Wednesday, December 12, 2007

My China Investment

Yesterday at my favorite coffee shop (the one with the 60RMB cranberry juice) I flipped through an old issue of Newsweek. This issue featured China and its rapid economic growth. One little graph caught my attention. Last year there were 15 billionaires in China (I assume this is in US dollars). This year there are 106! That’s 7 times growth in one year. No wonder the China stocks are growing like crazy.

That brings me to one of my layman investing mistakes. When I first started investing, I was interested in BRIC stocks as part of my growth investments. I focused on China because my job is so involved in China. I invested in the iShares FTSE/Xinhua China 25 Index (FXI). At $98USD (Dec 2006) it was the most expensive stock I ever bought. But I’ve been watching it since the summer at $70s, I liked the companies it owned, and I wanted in on the China growth story.

Early January 2007 FXI went up to $115+ and then plummeted to low $90s. I nearly had a heart attack. In June when it reached $115 again I took profit and sold the stock. There were a few lessons I learned from this little adventure.

First of all it doesn't matter how great the stock is, it was too expensive for me. The amount I have to invest in this stock was more than I felt comfortable risking. I remember someone saying that if you are up at night worrying about how your investment is going to do tomorrow then that investment is not for you. This is a good check to have. Although I wasn’t up at night worrying, I was worried enough every time I check the prices.

This brings me to the second point. When investing long term (which is what I aim for) don’t worry too much about daily fluctuations. FXI fluctuates sometimes by $10 a day. However, over the long term it is still doing well ($182 today). If I stuck to my goal (around 2008 Olympics) and not be put off by daily fluctuations I’d still be in on the growth.

Thirdly, don’t be emotional. With a long term investment strategy a day or two is not going to matter. When I was watching the stock, I was afraid that if I missed selling/buying today I’d miss out completely. That's not true. Take your time and do the research and think things over. If it is a good stock to buy it still will be in another. If it's time to sell a day early or later will just be a little less profit. The important thing is to know you made a good rational decision.

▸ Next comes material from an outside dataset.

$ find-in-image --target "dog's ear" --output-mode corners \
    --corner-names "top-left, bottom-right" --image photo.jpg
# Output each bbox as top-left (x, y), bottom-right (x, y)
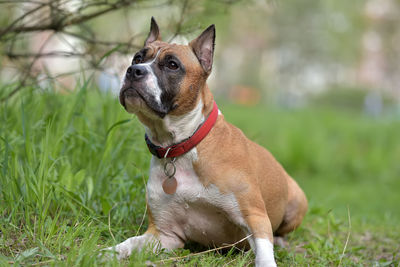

Oh...And no use crying over spilled milk. Yes I could've made $65 more if I held on. Well knowing me and my risk tolerance I could never have held on that long. It was just too much money to lose.

I’ve come a ways since then. There is still a long way to go for me but I'm learning my lessons and slowly but surely becoming a more aware and confident investor. Now I have a clearer idea of what my risk tolerance is. I stick close to a strategy which I am comfortable with and is inline with my goals. Occasionally I still put a little money on riskier equities but only when I'm prepared for the risk.


mariam said...

It's funny but people say the young are fearless.

Well, not from my experience with money.

When I first got my real job, I realized how hard I had to work and I was watching fluctuates and I'd be angry if I lost $100 during a quarter.

Now that I'm more settled in my career, I just don't worry about it.

Esme said...

Exactly. I think now that I've some experience with gains and losses I've got a better perspective on how I see the magnitude of those gains and losses.